H Company Releases Holo1.5: An Open-Weight Computer-Use VLMs Focused on GUI Localization and UI-VQA

H Company (A french AI startup) releases Holo1.5, a family of open foundation vision models purpose-built for computer-use (CU) agents that act on real user interfaces via screenshots and pointer/keyboard actions. The release includes 3B, 7B, and 72B checkpoints with a documented ~10% accuracy gain over Holo1 across sizes. The 7B model is Apache-2.0; the 3B and 72B inherit research-only constraints from their upstream bases. The series targets two core capabilities that matter for CU stacks: precise UI element localization (coordinate prediction) and UI visual question answering (UI-VQA) for state understanding.

Why does UI element localization matter?

Localization is how an agent converts an intent into a pixel-level action: “Open Spotify” → predict the clickable coordinates of the correct control on the current screen. Failures here cascade: a single off-by-one click can derail a multi-step workflow. Holo1.5 is trained and evaluated for high-resolution screens (up to 3840×2160) across desktop (macOS, Ubuntu, Windows), web, and mobile interfaces, improving robustness on dense professional UIs where iconography and small targets increase error rates.
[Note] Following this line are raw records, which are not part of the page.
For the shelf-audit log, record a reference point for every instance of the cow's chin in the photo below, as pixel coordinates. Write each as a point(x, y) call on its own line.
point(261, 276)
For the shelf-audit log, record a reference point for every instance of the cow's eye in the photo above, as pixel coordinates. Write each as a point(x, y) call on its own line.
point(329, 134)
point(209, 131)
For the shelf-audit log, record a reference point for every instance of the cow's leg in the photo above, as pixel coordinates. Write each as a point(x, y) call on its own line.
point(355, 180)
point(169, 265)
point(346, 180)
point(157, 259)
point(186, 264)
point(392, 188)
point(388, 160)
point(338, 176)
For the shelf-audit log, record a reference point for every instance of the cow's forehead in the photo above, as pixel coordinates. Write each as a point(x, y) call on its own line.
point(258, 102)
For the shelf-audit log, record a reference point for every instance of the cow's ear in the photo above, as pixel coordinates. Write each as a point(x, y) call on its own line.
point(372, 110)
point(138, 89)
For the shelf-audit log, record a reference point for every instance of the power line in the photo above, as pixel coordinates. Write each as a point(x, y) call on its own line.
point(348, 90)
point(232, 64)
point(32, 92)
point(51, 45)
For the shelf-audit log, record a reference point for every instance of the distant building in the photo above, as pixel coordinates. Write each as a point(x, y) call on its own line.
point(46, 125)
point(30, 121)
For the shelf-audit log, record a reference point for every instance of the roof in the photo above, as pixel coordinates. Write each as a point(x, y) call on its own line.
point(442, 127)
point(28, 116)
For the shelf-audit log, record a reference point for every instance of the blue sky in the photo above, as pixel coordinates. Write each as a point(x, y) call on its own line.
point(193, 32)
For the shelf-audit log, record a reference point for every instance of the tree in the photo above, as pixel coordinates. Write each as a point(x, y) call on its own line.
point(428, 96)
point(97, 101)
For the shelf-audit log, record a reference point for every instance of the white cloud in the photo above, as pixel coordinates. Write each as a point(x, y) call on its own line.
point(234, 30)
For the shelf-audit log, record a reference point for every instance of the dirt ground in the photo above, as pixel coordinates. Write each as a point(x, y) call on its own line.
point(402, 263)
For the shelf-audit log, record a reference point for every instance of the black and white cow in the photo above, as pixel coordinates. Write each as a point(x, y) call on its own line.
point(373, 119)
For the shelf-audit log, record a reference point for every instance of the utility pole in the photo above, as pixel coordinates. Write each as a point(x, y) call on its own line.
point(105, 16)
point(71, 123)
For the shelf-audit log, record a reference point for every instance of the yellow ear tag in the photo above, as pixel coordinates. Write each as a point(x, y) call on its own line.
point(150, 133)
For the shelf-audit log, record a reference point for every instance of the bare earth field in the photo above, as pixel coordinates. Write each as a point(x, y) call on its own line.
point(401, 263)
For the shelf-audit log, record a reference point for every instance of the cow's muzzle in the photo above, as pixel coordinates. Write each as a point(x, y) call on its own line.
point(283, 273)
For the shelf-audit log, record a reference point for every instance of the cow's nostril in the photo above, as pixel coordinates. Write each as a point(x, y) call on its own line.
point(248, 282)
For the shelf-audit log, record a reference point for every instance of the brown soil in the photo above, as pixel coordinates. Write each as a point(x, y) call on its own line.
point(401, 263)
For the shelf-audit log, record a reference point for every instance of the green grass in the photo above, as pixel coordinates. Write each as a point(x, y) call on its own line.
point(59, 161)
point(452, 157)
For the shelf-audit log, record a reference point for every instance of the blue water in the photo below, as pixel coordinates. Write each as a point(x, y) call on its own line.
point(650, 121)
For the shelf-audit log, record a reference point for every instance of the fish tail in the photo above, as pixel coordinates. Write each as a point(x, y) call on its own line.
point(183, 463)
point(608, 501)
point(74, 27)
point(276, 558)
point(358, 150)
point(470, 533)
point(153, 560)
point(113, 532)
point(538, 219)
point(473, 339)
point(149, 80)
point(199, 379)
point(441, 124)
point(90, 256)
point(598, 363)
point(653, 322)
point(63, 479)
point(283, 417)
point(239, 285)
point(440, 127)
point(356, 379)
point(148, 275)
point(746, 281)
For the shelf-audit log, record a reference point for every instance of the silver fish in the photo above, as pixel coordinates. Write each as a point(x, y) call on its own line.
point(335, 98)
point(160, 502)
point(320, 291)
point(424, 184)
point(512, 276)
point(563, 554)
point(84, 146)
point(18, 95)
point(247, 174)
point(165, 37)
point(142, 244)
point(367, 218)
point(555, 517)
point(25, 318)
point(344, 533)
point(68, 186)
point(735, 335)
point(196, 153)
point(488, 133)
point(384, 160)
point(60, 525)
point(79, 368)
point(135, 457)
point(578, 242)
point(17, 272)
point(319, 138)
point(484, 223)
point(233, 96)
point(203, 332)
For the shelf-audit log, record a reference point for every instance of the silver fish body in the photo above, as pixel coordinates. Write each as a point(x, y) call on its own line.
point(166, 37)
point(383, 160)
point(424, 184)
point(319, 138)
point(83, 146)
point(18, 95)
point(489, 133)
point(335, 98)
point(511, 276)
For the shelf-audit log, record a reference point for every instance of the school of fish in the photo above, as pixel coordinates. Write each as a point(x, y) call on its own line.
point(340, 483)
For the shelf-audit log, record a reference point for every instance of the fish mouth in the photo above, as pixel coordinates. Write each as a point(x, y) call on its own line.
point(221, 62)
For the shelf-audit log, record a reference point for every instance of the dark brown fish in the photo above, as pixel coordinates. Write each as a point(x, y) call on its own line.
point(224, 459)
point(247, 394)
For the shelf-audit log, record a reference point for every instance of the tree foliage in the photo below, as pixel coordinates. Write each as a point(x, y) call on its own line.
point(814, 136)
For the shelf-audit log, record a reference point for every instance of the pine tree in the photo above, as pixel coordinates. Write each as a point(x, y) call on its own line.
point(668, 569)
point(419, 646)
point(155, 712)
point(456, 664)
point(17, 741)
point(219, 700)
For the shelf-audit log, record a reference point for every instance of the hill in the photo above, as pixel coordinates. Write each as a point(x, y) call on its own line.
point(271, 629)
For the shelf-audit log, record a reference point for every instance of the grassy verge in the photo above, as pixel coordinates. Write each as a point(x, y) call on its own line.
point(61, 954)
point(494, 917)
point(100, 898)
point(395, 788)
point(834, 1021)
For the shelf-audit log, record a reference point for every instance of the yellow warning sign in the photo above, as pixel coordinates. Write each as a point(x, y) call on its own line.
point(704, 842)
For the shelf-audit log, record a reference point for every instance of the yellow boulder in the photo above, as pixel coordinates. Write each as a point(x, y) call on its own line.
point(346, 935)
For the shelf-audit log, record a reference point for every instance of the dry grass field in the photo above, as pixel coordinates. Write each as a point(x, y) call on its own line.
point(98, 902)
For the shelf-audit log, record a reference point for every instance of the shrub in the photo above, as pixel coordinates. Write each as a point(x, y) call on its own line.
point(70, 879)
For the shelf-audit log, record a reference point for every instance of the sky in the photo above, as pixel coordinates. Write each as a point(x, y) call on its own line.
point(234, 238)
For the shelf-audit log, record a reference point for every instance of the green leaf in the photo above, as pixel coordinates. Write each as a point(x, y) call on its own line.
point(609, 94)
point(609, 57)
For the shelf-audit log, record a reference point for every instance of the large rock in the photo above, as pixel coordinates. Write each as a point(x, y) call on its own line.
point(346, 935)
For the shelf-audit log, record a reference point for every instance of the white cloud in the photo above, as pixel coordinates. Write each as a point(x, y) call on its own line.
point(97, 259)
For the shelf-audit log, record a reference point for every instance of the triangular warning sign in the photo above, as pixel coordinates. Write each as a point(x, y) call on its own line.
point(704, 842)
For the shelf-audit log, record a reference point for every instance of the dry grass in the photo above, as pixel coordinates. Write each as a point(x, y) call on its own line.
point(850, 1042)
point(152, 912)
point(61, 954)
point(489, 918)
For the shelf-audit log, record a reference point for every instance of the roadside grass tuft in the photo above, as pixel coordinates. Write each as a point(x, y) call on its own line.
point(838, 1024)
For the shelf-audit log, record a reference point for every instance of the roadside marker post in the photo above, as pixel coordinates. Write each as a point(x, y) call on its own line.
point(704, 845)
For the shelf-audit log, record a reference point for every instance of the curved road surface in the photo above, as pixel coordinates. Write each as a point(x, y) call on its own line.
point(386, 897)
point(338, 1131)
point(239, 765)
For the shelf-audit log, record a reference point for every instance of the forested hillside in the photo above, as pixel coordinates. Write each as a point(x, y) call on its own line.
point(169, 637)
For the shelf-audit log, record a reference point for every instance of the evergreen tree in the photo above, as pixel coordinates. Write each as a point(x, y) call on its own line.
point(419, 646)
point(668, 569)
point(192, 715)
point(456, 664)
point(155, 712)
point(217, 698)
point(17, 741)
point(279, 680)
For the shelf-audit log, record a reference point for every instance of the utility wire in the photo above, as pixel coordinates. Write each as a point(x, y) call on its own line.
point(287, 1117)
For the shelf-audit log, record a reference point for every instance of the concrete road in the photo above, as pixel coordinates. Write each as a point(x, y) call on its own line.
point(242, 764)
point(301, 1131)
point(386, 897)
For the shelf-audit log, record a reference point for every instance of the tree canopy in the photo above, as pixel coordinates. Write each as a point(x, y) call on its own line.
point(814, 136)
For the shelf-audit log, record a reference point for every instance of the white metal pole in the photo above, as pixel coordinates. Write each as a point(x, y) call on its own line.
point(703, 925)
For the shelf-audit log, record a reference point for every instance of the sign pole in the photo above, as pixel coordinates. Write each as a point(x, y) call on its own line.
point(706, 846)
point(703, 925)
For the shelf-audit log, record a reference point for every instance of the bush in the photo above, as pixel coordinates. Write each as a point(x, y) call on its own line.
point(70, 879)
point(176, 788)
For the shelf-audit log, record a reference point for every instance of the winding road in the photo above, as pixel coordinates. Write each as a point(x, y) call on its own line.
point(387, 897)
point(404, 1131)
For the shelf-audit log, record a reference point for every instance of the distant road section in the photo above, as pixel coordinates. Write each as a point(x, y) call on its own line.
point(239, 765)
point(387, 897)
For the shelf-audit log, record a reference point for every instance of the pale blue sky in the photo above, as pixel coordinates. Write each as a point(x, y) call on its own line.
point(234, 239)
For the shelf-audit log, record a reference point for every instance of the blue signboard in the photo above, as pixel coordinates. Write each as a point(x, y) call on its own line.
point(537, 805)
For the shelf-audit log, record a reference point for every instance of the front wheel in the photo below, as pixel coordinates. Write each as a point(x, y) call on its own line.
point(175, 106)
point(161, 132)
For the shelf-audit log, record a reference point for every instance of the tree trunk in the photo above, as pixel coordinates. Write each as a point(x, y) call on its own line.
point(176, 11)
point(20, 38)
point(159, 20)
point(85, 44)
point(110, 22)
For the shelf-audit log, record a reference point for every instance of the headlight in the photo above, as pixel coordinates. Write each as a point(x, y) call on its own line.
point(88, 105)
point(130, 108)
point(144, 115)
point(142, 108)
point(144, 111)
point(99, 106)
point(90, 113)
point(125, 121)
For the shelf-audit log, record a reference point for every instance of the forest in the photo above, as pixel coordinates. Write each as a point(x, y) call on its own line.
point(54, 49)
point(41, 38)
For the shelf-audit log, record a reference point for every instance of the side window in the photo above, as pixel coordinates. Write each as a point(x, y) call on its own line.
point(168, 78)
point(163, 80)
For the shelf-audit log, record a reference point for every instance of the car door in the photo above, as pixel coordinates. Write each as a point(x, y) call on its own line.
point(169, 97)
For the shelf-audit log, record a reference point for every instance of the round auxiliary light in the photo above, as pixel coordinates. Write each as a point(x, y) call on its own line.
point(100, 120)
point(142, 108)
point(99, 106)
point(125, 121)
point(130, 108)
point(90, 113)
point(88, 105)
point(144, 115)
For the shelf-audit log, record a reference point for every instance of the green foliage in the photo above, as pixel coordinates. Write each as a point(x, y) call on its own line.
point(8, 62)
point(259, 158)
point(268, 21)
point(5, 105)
How is Holo1.5 different from general VLMs?

General VLMs optimize for broad grounding and captioning; CU agents need reliable pointing plus interface comprehension. Holo1.5 aligns its data and objectives with these requirements: large-scale SFT on GUI tasks followed by GRPO-style reinforcement learning to tighten coordinate accuracy and decision reliability. The models are delivered as perception components to be embedded in planners/executors (e.g., Surfer-style agents), not as end-to-end agents.

How does Holo1.5 perform on localization benchmarks?

Holo1.5 reports state-of-the-art GUI grounding across ScreenSpot-v2, ScreenSpot-Pro, GroundUI-Web, Showdown, and WebClick. Representative 7B numbers (averages over six localization tracks):

Holo1.5-7B: 77.32
Qwen2.5-VL-7B: 60.73

On ScreenSpot-Pro (professional apps with dense layouts), Holo1.5-7B achieves 57.94 vs 29.00 for Qwen2.5-VL-7B, indicating materially better target selection under realistic conditions. The 3B and 72B checkpoints exhibit similar relative gains versus their Qwen2.5-VL counterparts.

Does it also improve UI understanding (UI-VQA)?

Yes. On VisualWebBench, WebSRC, and ScreenQA (short/complex), Holo1.5 yields consistent accuracy improvements. Reported 7B averages are ≈88.17, with the 72B variant around ≈90.00. This matters for agent reliability: queries like “Which tab is active?” or “Is the user signed in?” reduce ambiguity and enable verification between actions.

How does it compare to specialized and closed systems?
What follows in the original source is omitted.